You may also find that you are losing weight. And no, this is not an especially welcome event–not in this situation. You lose weight because your cells are in essence starving. Nutrients cannot enter your cells, so your body is malnourished. Yes, even if you are eating plenty of food, nutrients and fuel are unable to get where they are needed.
Every day, people arrive at doctors’ offices complaining of fatigue, frequent urination, thirst, and sometimes unexplained weight loss. The doctor takes a blood sample, finds an unusually high level of glucose in the blood, and diagnoses diabetes. The doctor then advises the patient that it is essential to get blood sugar under control. An overly large amount of glucose flooding through the bloodstream day after day can harm the arteries. Left unchecked, it can damage the heart and the delicate blood vessels of the eyes, kidneys, and extremities.
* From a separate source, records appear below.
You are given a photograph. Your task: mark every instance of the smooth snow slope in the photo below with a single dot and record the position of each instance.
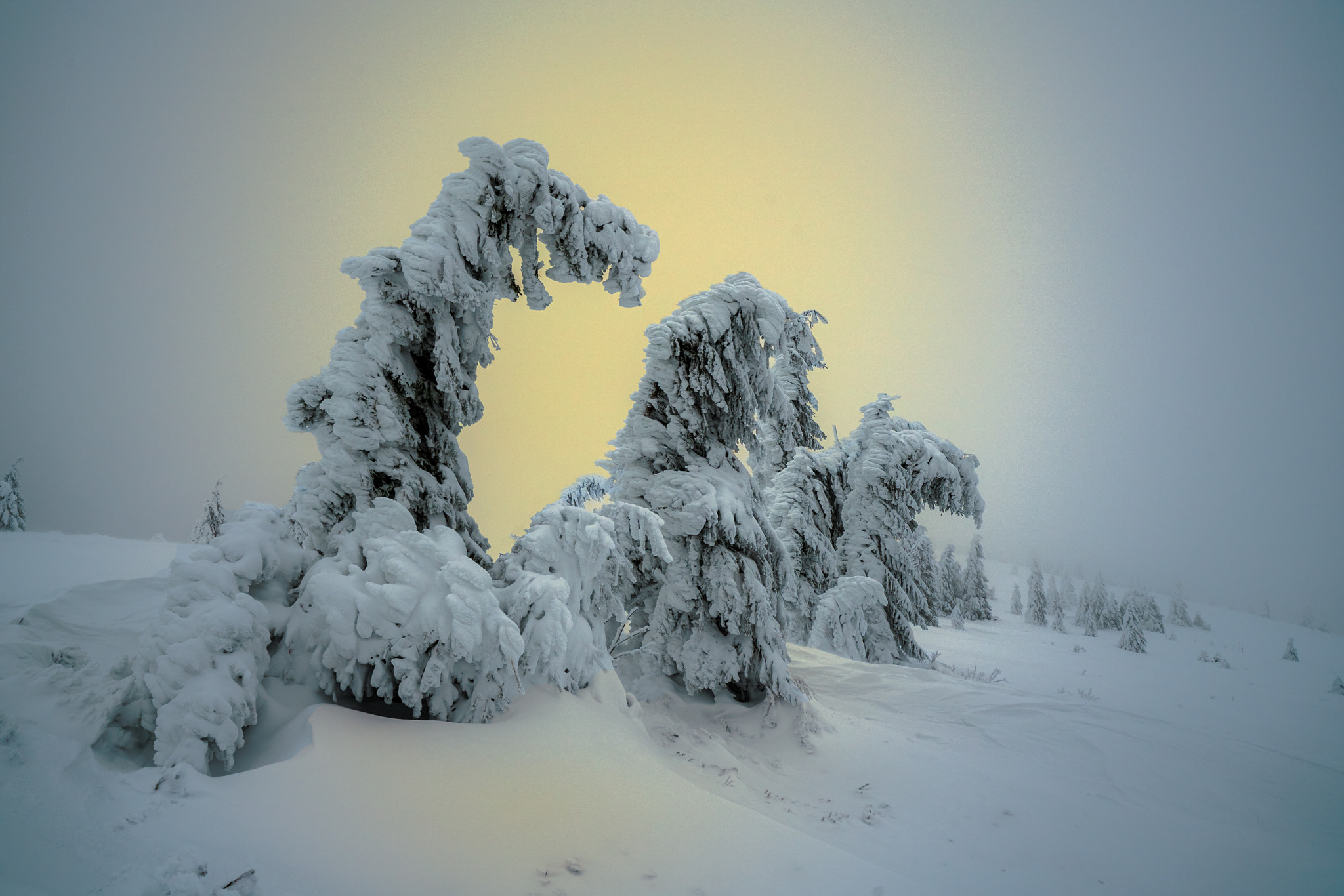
(1171, 775)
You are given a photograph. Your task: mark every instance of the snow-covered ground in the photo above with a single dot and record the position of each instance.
(1081, 771)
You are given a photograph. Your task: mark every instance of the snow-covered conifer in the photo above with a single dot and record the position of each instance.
(11, 501)
(949, 582)
(1037, 606)
(851, 511)
(707, 380)
(583, 489)
(211, 519)
(778, 436)
(195, 678)
(409, 615)
(976, 586)
(850, 622)
(401, 384)
(1054, 600)
(1179, 613)
(1132, 637)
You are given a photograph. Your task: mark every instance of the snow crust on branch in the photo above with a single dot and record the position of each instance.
(401, 383)
(707, 380)
(194, 683)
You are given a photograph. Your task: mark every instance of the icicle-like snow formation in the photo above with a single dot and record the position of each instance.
(401, 384)
(706, 383)
(194, 683)
(851, 511)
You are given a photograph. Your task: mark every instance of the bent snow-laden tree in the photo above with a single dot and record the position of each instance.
(707, 382)
(11, 501)
(850, 511)
(401, 384)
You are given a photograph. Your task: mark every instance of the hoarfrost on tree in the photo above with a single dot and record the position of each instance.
(851, 622)
(401, 383)
(850, 511)
(976, 586)
(194, 680)
(211, 519)
(1035, 611)
(707, 380)
(11, 501)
But as we have shown in our research studies, the road to high blood sugar is a two-way street. When you change your diet and make other healthful improvements, a rising glucose level can fall. Sometimes the change can be so dramatic that no doctor looking at you afterward would ever guess that you had once been diagnosed with diabetes.
* The passage of glucose from the bloodstream into the urine led to the technical name doctors use for diabetes: diabetes mellitus. Diabetes comes from a Greek word meaning “to pass through,” and mellitus is the Latin word for “honey” or “sweet.”